Most ganglions are not serious, and will often settle. However, depending on where the ganglion is positioned, it can press on a nerve, leading to weakness, numbness and pain.

If this happens it is best to have the ganglion removed.

The operation usually takes between 15 and 30 minutes.

Your surgeon will make a cut over the ganglion and carefully seperate the ganglion from the nearby tendons, nerves and blood vessels. The ganglion will then be removed.

The place where the ganglion is actually removed from could be a little way from where you can feel the main lump, the cut may be larger than expected.

Your anaesthetist the various anaesthetic techniques with you and recommend the best form of anaesthesia for you. You may also have injections of local anaesthetic to help with the pain after the operation.

Your surgeon will close your skin with stitches.

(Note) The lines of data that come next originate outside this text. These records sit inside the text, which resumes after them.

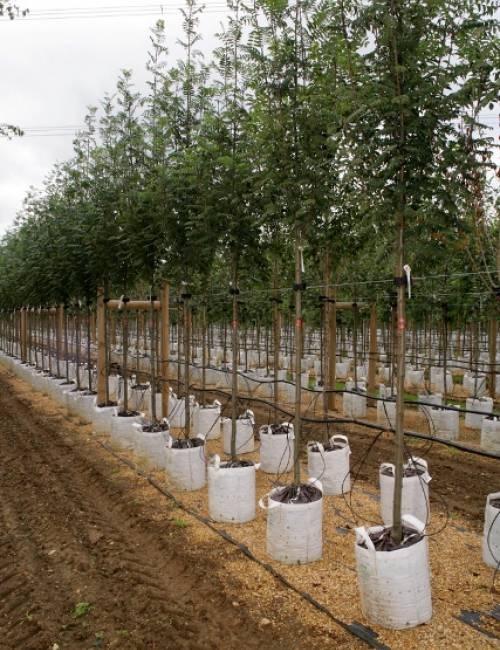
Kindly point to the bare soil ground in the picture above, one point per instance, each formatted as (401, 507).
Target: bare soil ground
(80, 527)
(90, 559)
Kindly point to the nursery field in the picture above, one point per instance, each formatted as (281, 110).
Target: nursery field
(92, 557)
(95, 556)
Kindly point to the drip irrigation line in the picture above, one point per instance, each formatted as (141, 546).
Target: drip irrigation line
(354, 629)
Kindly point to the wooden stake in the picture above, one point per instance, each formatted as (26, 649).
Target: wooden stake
(101, 348)
(492, 345)
(165, 346)
(372, 355)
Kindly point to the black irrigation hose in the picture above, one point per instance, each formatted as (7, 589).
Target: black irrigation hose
(362, 423)
(355, 629)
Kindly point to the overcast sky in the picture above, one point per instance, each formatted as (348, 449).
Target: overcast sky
(54, 65)
(53, 68)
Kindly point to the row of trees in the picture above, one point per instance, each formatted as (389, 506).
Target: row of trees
(324, 124)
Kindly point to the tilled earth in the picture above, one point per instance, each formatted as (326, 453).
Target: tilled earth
(84, 563)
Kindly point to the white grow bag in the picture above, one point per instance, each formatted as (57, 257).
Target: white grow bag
(207, 421)
(331, 467)
(276, 449)
(185, 468)
(231, 492)
(415, 494)
(490, 434)
(244, 434)
(395, 585)
(294, 530)
(491, 533)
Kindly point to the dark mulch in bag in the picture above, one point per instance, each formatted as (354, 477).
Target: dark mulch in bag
(231, 464)
(187, 443)
(383, 542)
(305, 493)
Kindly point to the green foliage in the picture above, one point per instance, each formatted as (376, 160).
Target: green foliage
(323, 118)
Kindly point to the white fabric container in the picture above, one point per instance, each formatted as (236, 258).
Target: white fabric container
(483, 404)
(490, 434)
(354, 406)
(207, 421)
(491, 532)
(244, 435)
(445, 424)
(330, 467)
(395, 585)
(185, 469)
(294, 530)
(231, 492)
(386, 412)
(276, 450)
(415, 494)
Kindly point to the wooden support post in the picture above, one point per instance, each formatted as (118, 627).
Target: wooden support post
(24, 355)
(492, 346)
(101, 348)
(59, 337)
(372, 355)
(165, 346)
(331, 319)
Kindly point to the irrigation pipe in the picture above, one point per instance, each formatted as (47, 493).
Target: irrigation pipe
(368, 425)
(355, 629)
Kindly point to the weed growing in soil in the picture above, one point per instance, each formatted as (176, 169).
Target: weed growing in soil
(180, 523)
(81, 609)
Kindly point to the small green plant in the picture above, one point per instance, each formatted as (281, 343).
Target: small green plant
(180, 523)
(81, 609)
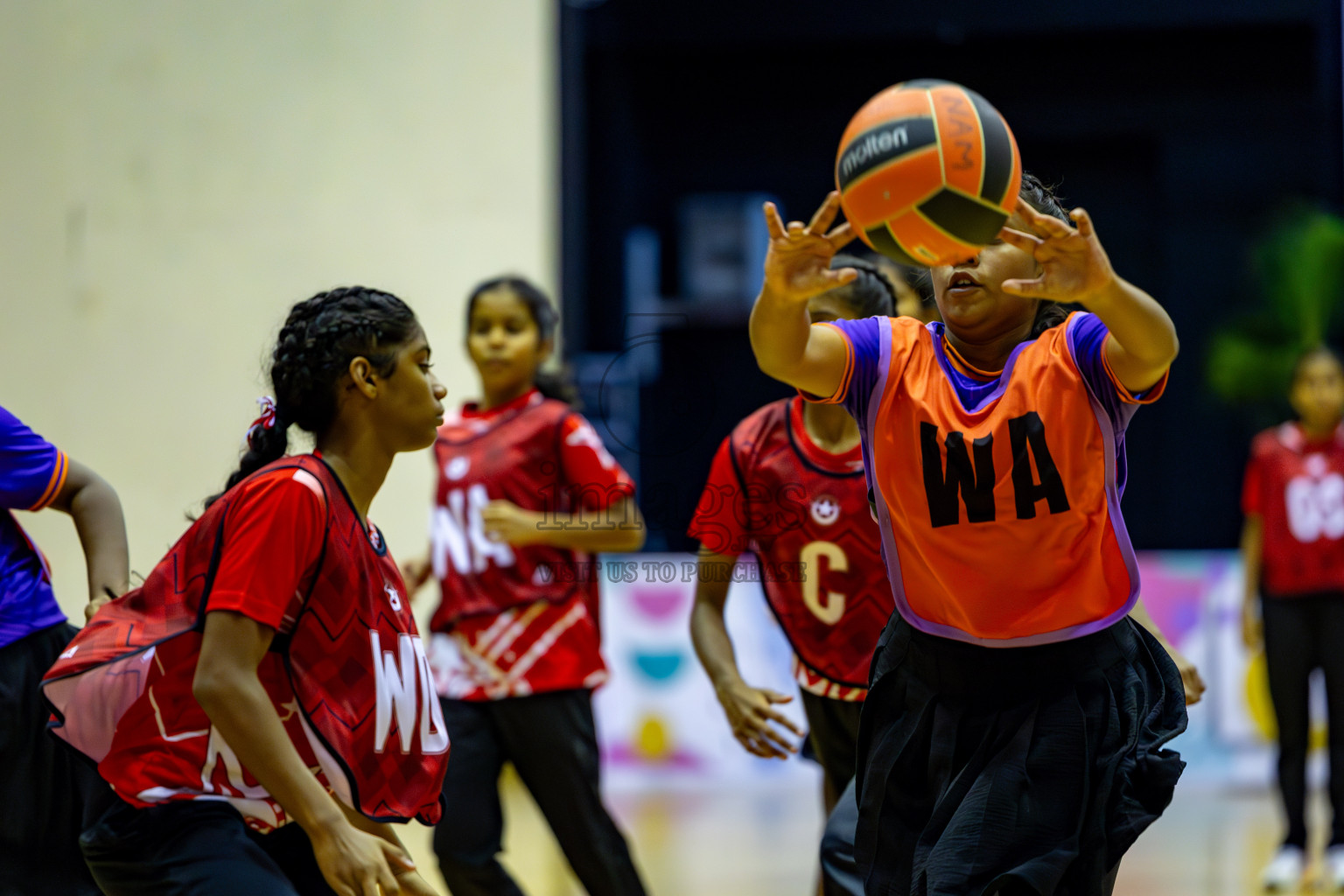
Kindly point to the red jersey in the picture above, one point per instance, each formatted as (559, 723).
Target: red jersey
(347, 673)
(1298, 488)
(516, 620)
(805, 514)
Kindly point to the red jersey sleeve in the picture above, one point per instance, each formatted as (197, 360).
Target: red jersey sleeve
(273, 535)
(1251, 501)
(718, 522)
(597, 481)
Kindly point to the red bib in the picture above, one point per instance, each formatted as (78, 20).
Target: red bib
(805, 514)
(514, 456)
(353, 660)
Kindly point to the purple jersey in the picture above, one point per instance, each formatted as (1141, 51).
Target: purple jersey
(32, 472)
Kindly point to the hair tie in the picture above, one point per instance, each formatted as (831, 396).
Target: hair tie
(265, 422)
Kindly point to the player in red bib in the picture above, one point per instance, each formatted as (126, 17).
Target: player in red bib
(526, 496)
(1293, 550)
(269, 669)
(788, 485)
(995, 755)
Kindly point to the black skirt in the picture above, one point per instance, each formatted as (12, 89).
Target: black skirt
(1016, 770)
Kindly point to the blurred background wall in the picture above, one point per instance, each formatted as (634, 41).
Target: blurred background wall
(175, 175)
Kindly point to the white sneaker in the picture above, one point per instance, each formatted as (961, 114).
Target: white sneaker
(1285, 870)
(1335, 868)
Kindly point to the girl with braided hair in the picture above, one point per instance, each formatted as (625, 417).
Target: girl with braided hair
(261, 704)
(526, 497)
(1013, 734)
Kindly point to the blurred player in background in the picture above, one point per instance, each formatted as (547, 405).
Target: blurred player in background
(526, 497)
(1293, 552)
(43, 785)
(788, 485)
(914, 294)
(1012, 739)
(233, 700)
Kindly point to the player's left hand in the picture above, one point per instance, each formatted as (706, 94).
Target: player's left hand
(1074, 268)
(413, 884)
(511, 524)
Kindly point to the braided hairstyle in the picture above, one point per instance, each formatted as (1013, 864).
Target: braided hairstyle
(551, 384)
(1043, 199)
(869, 294)
(316, 344)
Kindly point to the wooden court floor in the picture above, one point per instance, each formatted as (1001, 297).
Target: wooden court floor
(1210, 843)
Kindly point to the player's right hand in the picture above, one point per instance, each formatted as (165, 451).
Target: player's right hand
(359, 864)
(797, 262)
(752, 719)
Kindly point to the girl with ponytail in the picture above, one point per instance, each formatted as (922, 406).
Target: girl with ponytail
(526, 496)
(237, 690)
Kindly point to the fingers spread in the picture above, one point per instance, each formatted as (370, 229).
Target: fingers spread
(773, 223)
(825, 214)
(396, 858)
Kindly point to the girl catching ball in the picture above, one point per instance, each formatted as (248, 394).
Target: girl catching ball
(1012, 735)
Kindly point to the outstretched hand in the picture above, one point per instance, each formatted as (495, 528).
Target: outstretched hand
(752, 718)
(1073, 265)
(797, 263)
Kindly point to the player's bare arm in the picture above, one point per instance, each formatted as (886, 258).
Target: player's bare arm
(1074, 268)
(95, 509)
(797, 266)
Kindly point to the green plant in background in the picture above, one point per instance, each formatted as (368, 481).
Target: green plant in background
(1300, 270)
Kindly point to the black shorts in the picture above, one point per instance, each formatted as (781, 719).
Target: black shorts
(834, 732)
(198, 848)
(45, 785)
(1012, 768)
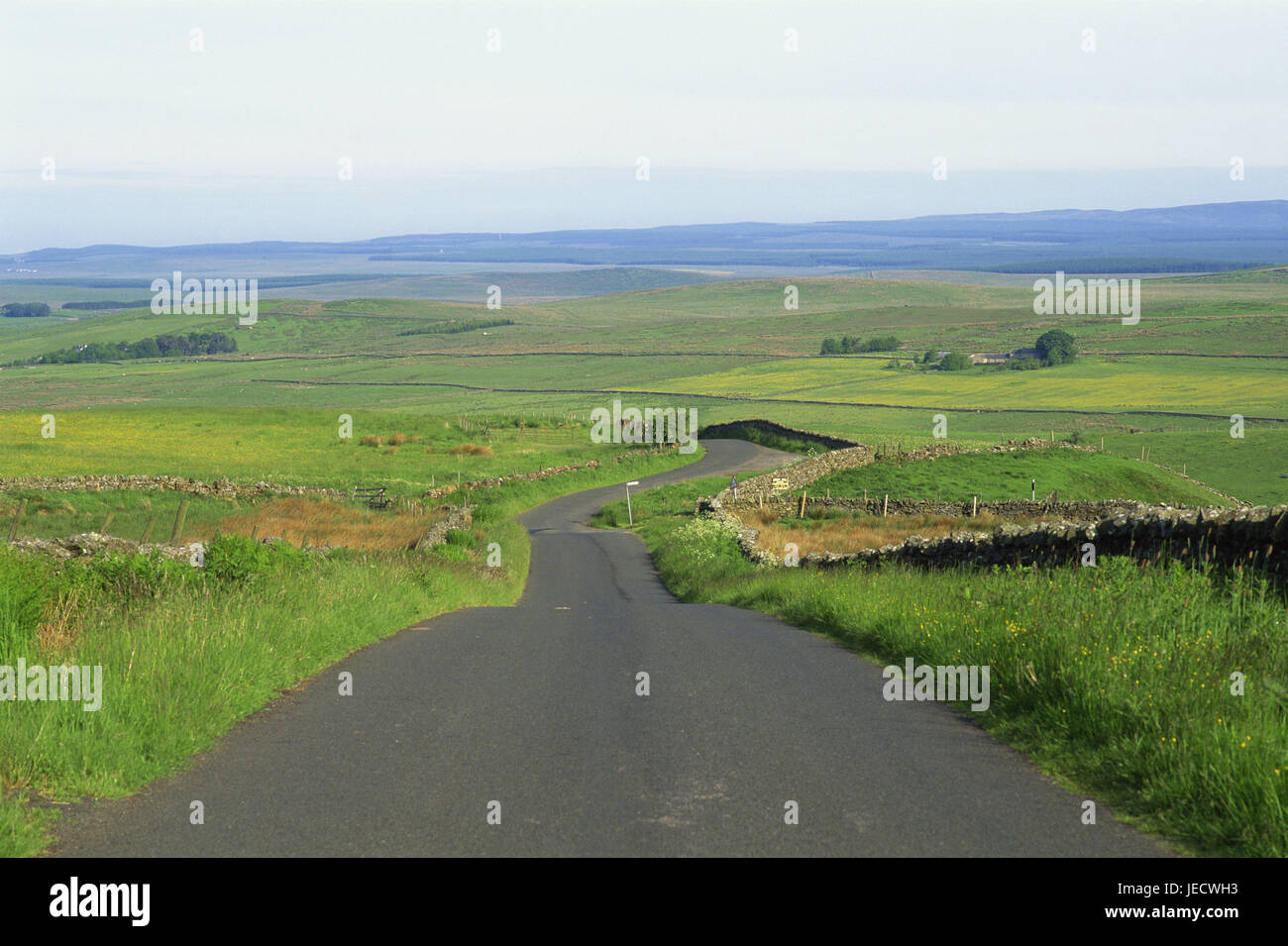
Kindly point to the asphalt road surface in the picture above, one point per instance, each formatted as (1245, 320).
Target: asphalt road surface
(532, 712)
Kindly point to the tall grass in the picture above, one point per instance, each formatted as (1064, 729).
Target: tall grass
(1116, 679)
(188, 653)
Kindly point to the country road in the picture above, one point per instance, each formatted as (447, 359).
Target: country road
(535, 706)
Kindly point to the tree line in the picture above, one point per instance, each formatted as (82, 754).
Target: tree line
(25, 310)
(454, 327)
(156, 347)
(853, 345)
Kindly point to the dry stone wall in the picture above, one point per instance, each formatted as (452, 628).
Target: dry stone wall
(1253, 536)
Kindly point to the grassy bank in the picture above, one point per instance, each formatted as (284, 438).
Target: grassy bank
(187, 653)
(1116, 680)
(996, 476)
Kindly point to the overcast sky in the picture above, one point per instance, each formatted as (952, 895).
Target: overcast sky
(156, 143)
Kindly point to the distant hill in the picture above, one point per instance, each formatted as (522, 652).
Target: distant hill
(1207, 237)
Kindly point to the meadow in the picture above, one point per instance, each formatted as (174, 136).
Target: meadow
(1116, 680)
(185, 653)
(1074, 475)
(733, 352)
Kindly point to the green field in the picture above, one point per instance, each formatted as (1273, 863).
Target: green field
(1115, 680)
(728, 349)
(1076, 475)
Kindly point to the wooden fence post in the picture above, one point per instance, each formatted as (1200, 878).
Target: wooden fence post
(17, 517)
(178, 521)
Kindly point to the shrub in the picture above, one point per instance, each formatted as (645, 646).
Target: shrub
(1056, 347)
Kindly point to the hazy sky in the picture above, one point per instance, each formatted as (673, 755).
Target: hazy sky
(156, 143)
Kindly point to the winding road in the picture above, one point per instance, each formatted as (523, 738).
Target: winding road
(535, 706)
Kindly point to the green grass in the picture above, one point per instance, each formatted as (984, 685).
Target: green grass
(1116, 680)
(185, 654)
(290, 447)
(995, 476)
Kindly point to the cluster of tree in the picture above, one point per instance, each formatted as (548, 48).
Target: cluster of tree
(954, 361)
(159, 347)
(454, 327)
(1056, 348)
(1052, 348)
(25, 310)
(853, 345)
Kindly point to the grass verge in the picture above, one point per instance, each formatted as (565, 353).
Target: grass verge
(1116, 680)
(185, 654)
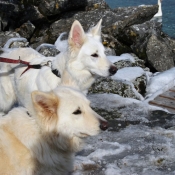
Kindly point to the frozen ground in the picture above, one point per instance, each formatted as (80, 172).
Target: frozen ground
(141, 141)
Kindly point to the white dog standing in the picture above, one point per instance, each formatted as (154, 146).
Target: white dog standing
(44, 141)
(78, 66)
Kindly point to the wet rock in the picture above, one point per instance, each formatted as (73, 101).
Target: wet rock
(51, 8)
(26, 30)
(160, 56)
(5, 36)
(107, 85)
(32, 14)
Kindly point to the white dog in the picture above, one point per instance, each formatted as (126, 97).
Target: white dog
(44, 141)
(78, 66)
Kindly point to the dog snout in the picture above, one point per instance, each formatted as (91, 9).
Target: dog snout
(112, 70)
(103, 125)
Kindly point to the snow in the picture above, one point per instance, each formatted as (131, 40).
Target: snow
(131, 145)
(125, 56)
(161, 82)
(128, 73)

Complications can happen during surgery. Specific complications associated with this operation include:

  • Damage to an artery if the ganglion is on the front of your wrist. You may then need another operation.
  • Damage to the small nerves near the ganglion. You may get a small patch of numb skin or a painful scar. This usually gets better but can be permanent.
  • Continued aching where the ganglion was near your wrist.
  • Severe pain and stiffness.

Your consultant will be able to talk you through the risk of complications.

This is a day case procedure so you will be able to go home the same day.

You will be provided with painkillers and should follow the instructions given.